Where the Wild Things Blog

What we're afraid of finding – and who we're afraid is finding us – when we tell stories on the Web

Asha Dornfest
Asha Dornfest

If 2006 was the year blogs really made it onto the Interactive agenda, 2007 is the year user-generated content rules. More than a dozen daytime panels will attempt to unravel the complex relationships between comment and commerce, between microbrands and marketers, and to consider the mercantile implications of social media like blogs and wikis, in addition to their cultural and personal impact.

In other words, don't expect any skeptical executives to make dismissive remarks about how to monetize bloggers in pajamas during the Q&A this year.

Consider the evolution from last year's Does Your Blog Have a Business? to the Global Microbrand: Are Blogs, Suits, and Wine the New Sex, Drugs, and Rock & Roll?
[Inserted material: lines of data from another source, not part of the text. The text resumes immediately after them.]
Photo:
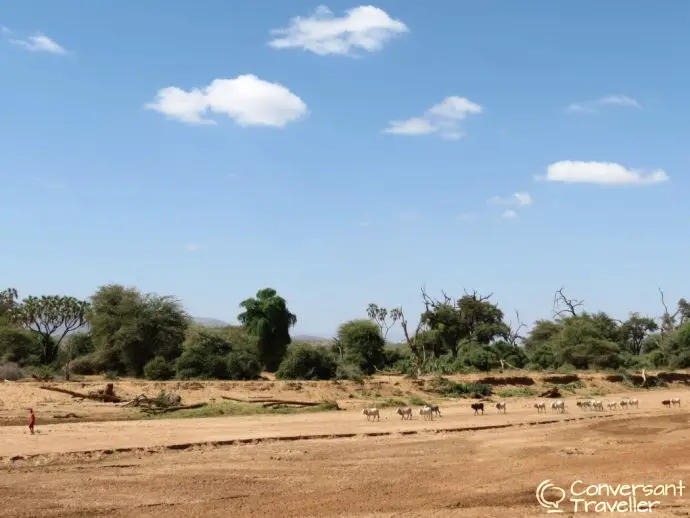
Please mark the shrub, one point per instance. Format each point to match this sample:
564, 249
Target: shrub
158, 369
305, 362
242, 365
10, 372
86, 365
348, 371
18, 346
446, 387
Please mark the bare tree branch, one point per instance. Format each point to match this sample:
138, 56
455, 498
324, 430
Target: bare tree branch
514, 336
565, 306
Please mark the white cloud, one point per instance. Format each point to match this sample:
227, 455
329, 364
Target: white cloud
365, 27
247, 99
441, 118
622, 101
37, 43
519, 199
602, 173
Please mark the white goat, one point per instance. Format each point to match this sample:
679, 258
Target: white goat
371, 413
427, 413
404, 412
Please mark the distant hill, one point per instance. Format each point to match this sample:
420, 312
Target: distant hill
210, 322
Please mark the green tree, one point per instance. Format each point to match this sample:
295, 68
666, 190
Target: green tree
50, 316
363, 345
8, 300
307, 362
634, 331
267, 317
130, 329
472, 318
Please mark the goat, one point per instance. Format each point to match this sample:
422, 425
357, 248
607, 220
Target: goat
371, 413
404, 412
427, 413
584, 404
477, 407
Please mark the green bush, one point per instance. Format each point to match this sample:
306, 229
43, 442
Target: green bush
445, 387
19, 346
306, 362
87, 365
348, 371
158, 369
11, 372
242, 365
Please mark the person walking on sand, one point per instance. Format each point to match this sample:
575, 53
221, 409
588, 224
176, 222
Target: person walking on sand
32, 420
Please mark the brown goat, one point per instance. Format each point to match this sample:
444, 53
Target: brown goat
477, 407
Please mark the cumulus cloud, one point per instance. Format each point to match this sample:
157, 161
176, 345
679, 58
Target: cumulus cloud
442, 119
519, 199
602, 173
365, 27
246, 99
592, 107
36, 43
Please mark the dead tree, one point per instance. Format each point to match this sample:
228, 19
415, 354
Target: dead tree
414, 342
563, 306
673, 321
380, 316
515, 336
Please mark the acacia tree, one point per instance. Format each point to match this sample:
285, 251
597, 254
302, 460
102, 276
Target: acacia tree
381, 316
634, 331
130, 329
267, 317
472, 318
49, 316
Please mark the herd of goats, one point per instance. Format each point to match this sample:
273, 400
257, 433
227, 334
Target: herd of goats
428, 411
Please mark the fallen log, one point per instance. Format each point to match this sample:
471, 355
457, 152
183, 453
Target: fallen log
149, 410
272, 401
106, 398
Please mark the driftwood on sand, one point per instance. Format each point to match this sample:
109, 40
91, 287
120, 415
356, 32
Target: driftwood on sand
106, 395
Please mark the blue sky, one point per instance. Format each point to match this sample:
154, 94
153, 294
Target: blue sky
298, 185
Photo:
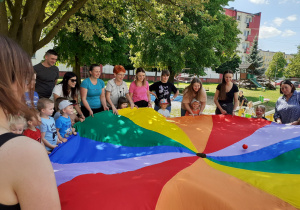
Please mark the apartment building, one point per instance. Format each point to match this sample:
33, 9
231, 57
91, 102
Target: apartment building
268, 56
248, 24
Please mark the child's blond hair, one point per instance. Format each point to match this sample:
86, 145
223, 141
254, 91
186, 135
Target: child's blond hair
43, 102
16, 119
261, 107
32, 114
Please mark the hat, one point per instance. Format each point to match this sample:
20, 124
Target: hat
63, 104
163, 101
194, 100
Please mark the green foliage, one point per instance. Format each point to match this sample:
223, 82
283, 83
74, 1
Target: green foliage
209, 37
276, 66
293, 69
255, 59
232, 64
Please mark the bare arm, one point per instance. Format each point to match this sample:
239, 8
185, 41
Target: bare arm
60, 137
83, 93
46, 143
77, 108
107, 95
176, 94
149, 99
188, 108
153, 94
236, 102
202, 107
35, 189
216, 97
55, 96
130, 101
103, 99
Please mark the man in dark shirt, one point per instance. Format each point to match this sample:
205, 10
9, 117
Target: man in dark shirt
46, 75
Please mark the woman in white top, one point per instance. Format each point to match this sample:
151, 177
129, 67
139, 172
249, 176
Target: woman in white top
27, 179
68, 88
115, 88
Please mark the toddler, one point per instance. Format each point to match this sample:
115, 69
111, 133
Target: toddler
57, 114
30, 93
47, 127
260, 112
163, 108
249, 109
63, 123
33, 120
123, 102
195, 107
242, 99
17, 124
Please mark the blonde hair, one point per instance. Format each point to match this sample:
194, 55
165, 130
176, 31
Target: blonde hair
16, 70
261, 107
138, 70
15, 120
42, 103
250, 102
32, 114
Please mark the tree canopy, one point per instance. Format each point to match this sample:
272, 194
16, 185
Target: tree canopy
255, 59
276, 66
232, 64
210, 40
33, 24
293, 68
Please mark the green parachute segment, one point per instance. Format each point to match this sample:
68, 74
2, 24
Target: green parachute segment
118, 130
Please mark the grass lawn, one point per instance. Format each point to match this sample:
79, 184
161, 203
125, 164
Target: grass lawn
251, 95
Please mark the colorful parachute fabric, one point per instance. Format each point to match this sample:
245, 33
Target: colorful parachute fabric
140, 160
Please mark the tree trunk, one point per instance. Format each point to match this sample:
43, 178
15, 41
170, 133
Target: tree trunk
172, 74
76, 69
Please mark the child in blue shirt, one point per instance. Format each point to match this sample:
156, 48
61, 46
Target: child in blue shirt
47, 128
63, 123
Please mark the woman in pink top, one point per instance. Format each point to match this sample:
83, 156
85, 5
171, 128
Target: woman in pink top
139, 89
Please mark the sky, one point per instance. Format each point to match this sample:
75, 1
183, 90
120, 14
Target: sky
279, 24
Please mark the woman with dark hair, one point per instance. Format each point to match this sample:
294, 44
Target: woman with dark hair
139, 89
226, 96
27, 179
68, 88
194, 91
93, 93
116, 88
287, 108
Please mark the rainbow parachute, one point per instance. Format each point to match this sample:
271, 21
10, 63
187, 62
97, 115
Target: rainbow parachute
140, 160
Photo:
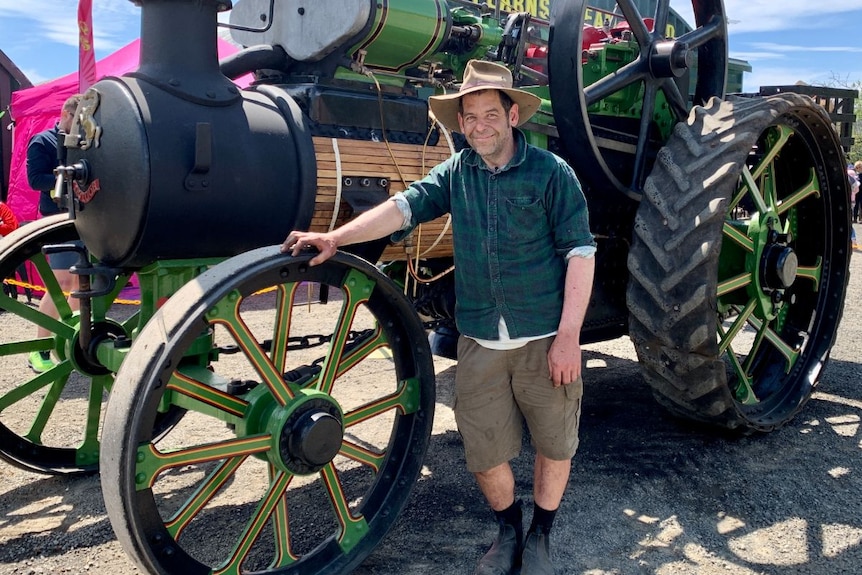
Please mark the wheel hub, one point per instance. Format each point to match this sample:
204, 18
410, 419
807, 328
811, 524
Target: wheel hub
670, 58
308, 433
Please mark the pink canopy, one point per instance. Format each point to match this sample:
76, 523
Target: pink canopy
38, 108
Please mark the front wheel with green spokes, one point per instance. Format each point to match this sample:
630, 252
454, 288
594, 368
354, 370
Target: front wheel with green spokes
305, 426
49, 422
739, 262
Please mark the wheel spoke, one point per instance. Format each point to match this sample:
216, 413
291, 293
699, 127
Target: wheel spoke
49, 402
88, 451
629, 74
356, 289
152, 462
200, 386
789, 352
372, 342
809, 190
636, 22
257, 523
753, 191
352, 527
639, 167
662, 13
743, 392
677, 102
737, 282
281, 329
738, 237
202, 495
725, 338
812, 273
781, 135
281, 526
227, 314
362, 455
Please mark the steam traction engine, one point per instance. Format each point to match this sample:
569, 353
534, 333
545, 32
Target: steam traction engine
722, 224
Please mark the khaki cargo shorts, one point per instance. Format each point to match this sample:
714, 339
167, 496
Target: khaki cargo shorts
496, 391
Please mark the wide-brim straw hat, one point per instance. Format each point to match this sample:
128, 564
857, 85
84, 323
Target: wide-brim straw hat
483, 75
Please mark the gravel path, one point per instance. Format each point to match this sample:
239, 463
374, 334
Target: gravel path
647, 494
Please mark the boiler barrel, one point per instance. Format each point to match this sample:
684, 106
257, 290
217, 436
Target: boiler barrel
171, 177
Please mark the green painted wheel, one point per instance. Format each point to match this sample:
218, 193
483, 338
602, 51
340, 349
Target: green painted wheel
49, 422
292, 457
739, 262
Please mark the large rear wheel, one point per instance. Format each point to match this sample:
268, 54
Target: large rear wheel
739, 261
293, 457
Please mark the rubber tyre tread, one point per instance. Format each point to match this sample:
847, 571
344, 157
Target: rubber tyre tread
673, 261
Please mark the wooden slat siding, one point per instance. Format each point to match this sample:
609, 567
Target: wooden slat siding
373, 160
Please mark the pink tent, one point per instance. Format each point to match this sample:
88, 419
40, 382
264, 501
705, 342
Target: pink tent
38, 108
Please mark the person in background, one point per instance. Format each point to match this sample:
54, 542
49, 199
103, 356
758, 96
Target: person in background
524, 265
8, 221
42, 158
857, 206
853, 186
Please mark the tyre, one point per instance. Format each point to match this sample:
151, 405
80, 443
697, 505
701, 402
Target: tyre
739, 261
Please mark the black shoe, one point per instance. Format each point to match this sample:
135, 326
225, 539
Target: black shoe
536, 558
504, 554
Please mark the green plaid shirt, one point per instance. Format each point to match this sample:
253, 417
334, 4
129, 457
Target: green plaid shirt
511, 230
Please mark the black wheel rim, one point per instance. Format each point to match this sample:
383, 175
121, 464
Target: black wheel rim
617, 153
311, 509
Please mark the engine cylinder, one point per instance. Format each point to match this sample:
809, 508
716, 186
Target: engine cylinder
185, 165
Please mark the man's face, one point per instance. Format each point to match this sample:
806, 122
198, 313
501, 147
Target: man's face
487, 126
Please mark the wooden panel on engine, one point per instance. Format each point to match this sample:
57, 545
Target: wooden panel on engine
343, 164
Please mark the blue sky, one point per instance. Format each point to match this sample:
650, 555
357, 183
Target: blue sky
784, 40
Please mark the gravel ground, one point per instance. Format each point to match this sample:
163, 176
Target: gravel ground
647, 494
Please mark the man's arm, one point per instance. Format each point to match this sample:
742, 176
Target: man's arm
380, 221
564, 357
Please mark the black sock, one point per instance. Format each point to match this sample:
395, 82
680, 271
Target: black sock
511, 515
543, 519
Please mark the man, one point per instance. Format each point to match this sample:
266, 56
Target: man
524, 270
41, 160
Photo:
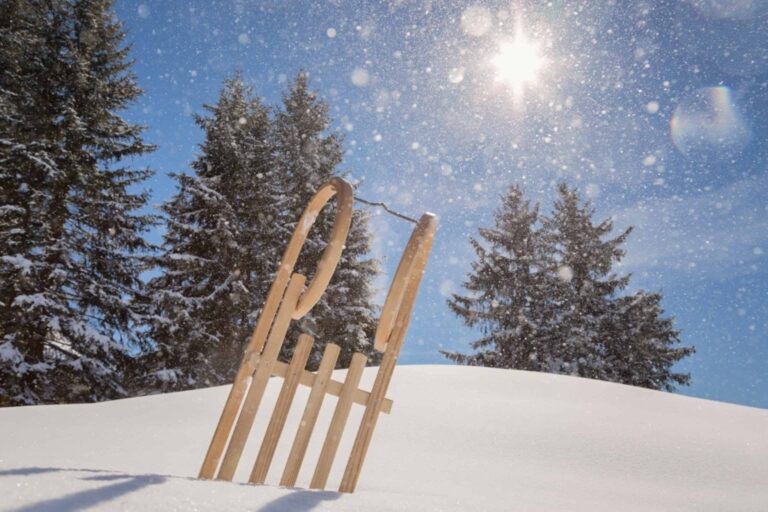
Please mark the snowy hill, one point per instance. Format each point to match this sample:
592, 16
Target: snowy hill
459, 438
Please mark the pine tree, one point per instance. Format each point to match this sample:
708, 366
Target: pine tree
220, 248
548, 300
71, 246
306, 157
509, 291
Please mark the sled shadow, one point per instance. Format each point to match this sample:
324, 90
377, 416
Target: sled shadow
297, 500
123, 484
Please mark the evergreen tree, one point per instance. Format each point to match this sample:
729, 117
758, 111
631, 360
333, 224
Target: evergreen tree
71, 241
548, 300
220, 247
606, 336
509, 291
307, 157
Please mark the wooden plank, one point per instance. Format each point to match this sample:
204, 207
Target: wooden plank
308, 420
389, 360
247, 367
282, 406
339, 421
334, 388
260, 378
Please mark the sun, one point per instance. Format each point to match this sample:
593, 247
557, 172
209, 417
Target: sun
518, 63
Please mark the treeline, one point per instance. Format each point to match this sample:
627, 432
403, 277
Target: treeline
77, 321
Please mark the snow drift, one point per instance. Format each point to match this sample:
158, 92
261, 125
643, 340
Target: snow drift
458, 438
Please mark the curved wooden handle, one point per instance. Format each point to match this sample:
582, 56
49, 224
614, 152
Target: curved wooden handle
327, 265
412, 261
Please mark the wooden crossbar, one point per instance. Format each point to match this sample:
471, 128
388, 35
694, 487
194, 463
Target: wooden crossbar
359, 396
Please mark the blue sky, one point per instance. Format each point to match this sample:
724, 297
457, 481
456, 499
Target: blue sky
657, 111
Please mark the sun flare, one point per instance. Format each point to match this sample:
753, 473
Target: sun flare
518, 63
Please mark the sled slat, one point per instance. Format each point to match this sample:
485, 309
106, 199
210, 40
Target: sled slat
240, 385
260, 378
307, 425
339, 421
359, 396
280, 413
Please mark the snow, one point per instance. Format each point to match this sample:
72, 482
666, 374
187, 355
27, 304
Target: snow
458, 438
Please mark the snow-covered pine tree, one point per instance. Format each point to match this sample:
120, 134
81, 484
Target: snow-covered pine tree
222, 244
71, 241
587, 283
607, 336
577, 322
510, 291
306, 157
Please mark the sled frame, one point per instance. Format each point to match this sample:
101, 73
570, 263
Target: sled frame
288, 299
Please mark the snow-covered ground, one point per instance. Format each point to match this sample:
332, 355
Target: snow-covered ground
459, 438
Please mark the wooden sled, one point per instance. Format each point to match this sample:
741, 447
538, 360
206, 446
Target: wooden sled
289, 299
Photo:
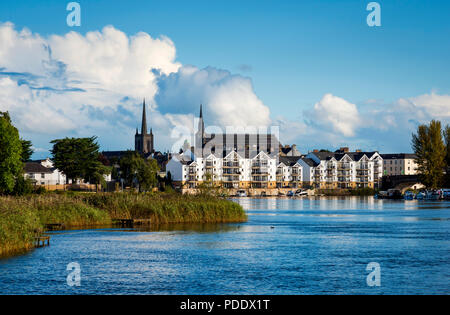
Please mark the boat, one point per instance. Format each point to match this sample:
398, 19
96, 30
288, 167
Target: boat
420, 196
300, 193
432, 195
241, 193
446, 194
409, 195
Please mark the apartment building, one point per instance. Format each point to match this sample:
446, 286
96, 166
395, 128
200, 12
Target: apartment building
322, 170
232, 171
343, 169
42, 172
399, 164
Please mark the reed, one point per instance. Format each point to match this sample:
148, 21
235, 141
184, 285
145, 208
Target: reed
168, 208
23, 218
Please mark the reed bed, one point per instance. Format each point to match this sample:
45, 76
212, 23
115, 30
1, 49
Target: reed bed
168, 208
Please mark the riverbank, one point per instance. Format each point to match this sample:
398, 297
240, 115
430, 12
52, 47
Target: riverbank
23, 218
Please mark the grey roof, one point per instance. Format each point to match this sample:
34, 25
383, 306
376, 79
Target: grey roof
246, 145
398, 156
355, 156
310, 162
33, 167
289, 160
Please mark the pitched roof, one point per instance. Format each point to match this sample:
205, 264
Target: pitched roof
310, 162
289, 160
355, 156
397, 156
33, 167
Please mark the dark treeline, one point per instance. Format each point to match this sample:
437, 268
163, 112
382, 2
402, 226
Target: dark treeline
431, 144
79, 159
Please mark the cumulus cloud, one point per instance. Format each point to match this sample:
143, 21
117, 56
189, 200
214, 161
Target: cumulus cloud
79, 85
335, 114
229, 99
93, 84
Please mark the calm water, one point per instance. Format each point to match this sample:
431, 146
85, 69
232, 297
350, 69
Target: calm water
316, 246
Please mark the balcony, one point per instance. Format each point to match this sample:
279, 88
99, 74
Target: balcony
230, 164
344, 166
260, 178
261, 171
Not only is blogging a business, after all, it is apparently the business – offering digital creatives new avenues for collaboration, autonomy, and self-expression while tantalizing companies with "an incredibly effective and efficient marketing spend when done right," in the words of Monday's session Why Marketers Need to Work With People Media, featuring the founders of Sphere and Federated Media.

"People now have much more control over their professional fates," says David Parmet, a public-relations executive who left a traditional agency in 2005 to specialize in social media. "The key is to start the conversation. After a while the blog becomes your résumé."

David Parmet
David Parmet

"As someone who's been a self-employed writer for years, this is the best gig I've ever had, money notwithstanding," agrees Asha Dornfest, editor of the collaborative family blog Parent Hacks. "Blogging has been the most dynamic, interactive writing I've done. As much as I have always loved writing, I have hated the isolation. Blogging has turned all that around, thrusting me into this community of like-minded people."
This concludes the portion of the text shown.